A senior United Nations official appealed today for the swift and orderly release of nearly 3,000 Nepalese minors who served as Maoist army personnel in the country’s civil war and yet remain in temporary camps, three years after a peace deal ended the conflict.

“These children have a right to start their lives anew and help to build a peaceful and prosperous Nepal,” said Radhika Coomaraswamy, the Secretary-General’s Special Representative for Children and Armed Conflict, according to a press release issued by her office.

Ms. Coomaraswamy also welcomed the re-launch of the discharge and rehabilitation process of over 4,000 former Maoist fighters – including the child soldiers – in Nepal.

“The United Nations and its partners stand ready to provide support and assistance for their successful rehabilitation into Nepali society.”

The UN Mission in Nepal (UNMIN), established in 2007 as a special political mission tasked with helping advance the peace process, has been extended through January 2010 to assist in the management of arms and army personnel contained in the cantonments.

The 2006 peace agreement ending the civil war led to the establishment of cantonments, or army camps, to provide temporary shelter for Maoist ex-combatants in several localities across Nepal.

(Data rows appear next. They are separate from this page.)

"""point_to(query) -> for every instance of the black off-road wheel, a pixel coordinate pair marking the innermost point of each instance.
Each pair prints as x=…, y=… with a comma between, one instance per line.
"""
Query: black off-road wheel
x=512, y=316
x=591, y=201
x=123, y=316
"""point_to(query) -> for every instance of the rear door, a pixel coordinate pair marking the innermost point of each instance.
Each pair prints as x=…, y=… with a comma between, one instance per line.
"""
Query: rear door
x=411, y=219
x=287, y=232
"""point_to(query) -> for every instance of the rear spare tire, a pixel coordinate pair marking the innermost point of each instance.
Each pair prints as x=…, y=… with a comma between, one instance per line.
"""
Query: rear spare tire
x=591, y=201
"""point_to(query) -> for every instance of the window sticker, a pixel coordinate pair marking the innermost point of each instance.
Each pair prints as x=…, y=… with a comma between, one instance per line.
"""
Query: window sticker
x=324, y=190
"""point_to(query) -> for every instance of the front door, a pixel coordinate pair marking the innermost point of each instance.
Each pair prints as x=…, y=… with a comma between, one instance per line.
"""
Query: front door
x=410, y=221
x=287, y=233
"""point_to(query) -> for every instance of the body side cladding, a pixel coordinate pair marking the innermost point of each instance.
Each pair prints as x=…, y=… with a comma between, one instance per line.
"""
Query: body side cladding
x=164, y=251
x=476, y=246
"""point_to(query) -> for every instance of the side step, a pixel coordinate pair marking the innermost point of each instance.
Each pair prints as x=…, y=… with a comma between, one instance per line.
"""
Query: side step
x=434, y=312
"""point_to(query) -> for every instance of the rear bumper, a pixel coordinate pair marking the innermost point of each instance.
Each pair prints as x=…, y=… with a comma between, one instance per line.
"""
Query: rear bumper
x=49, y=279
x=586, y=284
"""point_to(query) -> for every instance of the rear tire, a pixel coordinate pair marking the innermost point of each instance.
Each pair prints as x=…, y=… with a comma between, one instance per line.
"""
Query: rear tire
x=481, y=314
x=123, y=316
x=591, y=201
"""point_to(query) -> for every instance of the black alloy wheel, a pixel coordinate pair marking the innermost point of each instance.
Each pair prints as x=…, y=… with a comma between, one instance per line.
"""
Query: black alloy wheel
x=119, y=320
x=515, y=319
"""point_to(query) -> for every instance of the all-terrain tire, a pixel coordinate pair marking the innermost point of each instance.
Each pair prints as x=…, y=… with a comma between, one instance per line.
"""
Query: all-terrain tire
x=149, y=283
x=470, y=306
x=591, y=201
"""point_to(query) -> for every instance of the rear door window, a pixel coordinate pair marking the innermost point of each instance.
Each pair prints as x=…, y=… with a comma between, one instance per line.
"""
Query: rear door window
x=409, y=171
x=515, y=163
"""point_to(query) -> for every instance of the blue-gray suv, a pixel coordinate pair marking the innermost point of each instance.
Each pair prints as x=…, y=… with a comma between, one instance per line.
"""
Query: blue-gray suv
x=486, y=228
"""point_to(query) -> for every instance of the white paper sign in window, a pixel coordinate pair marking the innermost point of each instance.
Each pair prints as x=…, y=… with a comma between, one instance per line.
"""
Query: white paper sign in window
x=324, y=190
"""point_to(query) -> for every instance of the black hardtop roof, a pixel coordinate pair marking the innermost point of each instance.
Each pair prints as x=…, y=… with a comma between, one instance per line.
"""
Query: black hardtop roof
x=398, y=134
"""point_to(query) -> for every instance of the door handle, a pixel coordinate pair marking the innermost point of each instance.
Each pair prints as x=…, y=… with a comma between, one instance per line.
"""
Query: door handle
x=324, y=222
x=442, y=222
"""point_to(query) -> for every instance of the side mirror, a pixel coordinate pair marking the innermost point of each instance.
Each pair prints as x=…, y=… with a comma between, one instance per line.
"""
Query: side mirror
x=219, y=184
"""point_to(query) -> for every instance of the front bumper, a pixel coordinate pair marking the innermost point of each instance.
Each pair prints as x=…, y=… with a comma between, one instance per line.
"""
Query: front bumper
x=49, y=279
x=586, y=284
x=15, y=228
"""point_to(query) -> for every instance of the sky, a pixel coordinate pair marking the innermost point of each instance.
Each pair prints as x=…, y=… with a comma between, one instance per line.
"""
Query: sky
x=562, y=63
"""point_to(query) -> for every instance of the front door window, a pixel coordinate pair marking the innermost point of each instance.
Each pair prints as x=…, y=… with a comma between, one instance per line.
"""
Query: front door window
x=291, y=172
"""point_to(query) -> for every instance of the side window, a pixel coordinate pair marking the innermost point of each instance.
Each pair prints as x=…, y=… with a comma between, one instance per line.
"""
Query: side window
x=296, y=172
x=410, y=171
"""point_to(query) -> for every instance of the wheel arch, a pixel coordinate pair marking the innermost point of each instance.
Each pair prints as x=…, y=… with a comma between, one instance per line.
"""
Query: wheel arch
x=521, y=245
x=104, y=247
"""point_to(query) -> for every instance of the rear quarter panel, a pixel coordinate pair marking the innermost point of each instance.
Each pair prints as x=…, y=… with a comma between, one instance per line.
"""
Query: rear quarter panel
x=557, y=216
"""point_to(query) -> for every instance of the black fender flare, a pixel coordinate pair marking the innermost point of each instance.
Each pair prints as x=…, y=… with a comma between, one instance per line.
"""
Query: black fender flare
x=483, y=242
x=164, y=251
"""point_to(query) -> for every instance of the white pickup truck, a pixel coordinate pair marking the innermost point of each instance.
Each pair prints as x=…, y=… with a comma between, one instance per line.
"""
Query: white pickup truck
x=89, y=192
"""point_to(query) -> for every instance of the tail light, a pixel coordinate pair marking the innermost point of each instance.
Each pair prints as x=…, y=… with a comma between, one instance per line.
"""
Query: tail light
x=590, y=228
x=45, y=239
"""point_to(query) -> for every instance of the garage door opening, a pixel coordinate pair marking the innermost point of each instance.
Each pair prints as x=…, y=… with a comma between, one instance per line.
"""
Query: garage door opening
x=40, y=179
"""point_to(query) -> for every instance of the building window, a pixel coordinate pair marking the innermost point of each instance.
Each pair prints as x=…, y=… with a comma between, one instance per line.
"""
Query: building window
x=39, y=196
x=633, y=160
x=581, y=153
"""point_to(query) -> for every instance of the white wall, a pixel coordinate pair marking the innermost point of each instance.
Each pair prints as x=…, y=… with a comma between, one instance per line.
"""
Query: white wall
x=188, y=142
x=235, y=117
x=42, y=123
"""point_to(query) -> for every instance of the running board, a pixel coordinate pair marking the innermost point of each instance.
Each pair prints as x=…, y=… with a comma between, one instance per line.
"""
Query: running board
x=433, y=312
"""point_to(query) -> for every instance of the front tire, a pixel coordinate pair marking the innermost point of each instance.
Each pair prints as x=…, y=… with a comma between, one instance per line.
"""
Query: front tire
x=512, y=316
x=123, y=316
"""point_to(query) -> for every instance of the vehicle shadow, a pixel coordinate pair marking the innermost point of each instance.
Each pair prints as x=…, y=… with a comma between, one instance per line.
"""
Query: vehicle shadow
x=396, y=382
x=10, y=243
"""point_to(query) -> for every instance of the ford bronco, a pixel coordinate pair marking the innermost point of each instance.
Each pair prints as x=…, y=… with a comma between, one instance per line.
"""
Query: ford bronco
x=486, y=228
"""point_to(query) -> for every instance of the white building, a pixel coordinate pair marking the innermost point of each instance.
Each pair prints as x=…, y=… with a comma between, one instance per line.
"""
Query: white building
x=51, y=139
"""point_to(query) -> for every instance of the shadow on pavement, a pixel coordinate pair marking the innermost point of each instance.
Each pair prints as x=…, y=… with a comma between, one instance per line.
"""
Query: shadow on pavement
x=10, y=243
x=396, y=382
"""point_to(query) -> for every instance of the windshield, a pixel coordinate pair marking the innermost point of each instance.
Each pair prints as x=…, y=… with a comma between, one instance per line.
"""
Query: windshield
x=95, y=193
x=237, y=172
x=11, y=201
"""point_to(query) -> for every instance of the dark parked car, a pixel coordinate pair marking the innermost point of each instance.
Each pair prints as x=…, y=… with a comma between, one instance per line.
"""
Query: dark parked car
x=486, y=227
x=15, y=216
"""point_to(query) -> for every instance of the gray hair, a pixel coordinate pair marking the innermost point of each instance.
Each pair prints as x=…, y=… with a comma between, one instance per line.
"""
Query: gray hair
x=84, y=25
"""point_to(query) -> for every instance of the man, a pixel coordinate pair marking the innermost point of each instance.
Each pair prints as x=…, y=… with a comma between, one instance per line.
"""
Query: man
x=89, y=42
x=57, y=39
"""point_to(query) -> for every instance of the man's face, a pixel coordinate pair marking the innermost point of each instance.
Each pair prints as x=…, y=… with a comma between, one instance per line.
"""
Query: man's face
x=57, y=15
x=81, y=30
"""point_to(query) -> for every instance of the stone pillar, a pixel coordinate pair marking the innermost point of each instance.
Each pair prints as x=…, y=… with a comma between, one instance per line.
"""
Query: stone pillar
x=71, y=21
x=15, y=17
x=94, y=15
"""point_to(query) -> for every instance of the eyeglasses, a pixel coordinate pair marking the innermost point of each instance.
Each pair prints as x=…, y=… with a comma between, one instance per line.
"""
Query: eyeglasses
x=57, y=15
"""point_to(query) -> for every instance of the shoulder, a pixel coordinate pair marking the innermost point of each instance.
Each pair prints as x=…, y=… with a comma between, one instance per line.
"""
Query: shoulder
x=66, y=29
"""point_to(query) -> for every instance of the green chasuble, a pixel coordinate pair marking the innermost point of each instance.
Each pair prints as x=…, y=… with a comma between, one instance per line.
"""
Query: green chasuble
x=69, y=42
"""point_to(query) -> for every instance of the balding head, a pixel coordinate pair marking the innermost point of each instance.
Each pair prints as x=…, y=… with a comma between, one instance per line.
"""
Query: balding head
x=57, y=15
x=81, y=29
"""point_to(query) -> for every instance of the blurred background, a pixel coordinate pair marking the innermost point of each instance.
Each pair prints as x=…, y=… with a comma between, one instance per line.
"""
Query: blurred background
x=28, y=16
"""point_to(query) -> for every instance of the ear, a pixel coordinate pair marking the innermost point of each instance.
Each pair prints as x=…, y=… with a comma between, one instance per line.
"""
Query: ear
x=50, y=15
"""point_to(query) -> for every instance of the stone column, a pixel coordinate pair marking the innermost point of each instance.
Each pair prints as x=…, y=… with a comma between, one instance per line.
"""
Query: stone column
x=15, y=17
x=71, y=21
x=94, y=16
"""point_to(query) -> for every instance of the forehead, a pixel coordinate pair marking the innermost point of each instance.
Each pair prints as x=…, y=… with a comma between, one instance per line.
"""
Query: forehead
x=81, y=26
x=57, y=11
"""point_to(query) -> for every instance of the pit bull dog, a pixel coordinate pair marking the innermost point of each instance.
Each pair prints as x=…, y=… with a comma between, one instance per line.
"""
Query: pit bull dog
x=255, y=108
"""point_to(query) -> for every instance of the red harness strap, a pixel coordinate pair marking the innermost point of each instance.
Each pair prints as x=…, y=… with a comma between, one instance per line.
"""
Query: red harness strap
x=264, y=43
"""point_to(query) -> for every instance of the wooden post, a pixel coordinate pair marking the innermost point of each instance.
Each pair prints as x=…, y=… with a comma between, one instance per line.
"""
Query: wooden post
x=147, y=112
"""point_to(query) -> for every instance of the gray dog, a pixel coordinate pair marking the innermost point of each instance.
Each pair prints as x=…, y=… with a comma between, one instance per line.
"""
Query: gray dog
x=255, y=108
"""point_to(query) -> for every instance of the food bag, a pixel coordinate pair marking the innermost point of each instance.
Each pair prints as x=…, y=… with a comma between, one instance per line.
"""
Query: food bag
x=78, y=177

Following earlier conversations with the Prime Minster of Nepal and the Chairman of the Unified Communist Party of Nepal - Maoist (UCPN-M), the Special Representative welcomed the re-launching of the rehabilitation process and noted that Chairman Prachanda of the UCPN-M has given her assurances that the orderly discharge would proceed immediately.

She called on all parties to ensure that the process proceeds smoothly and is completed at the earliest in compliance with international standards.

“I look forward to visiting Nepal in the coming weeks to witness for myself the discharge of these minors,” stated Ms. Coomaraswamy.

The commitment of the Government of Nepal and the UCPN-M to move forward on the issue of discharge of minors is in line with the Comprehensive Peace Agreement and Security Council resolutions 1539 (2004) and 1612 (2005) as well as the Council’s recommendations on Children and Armed Conflict.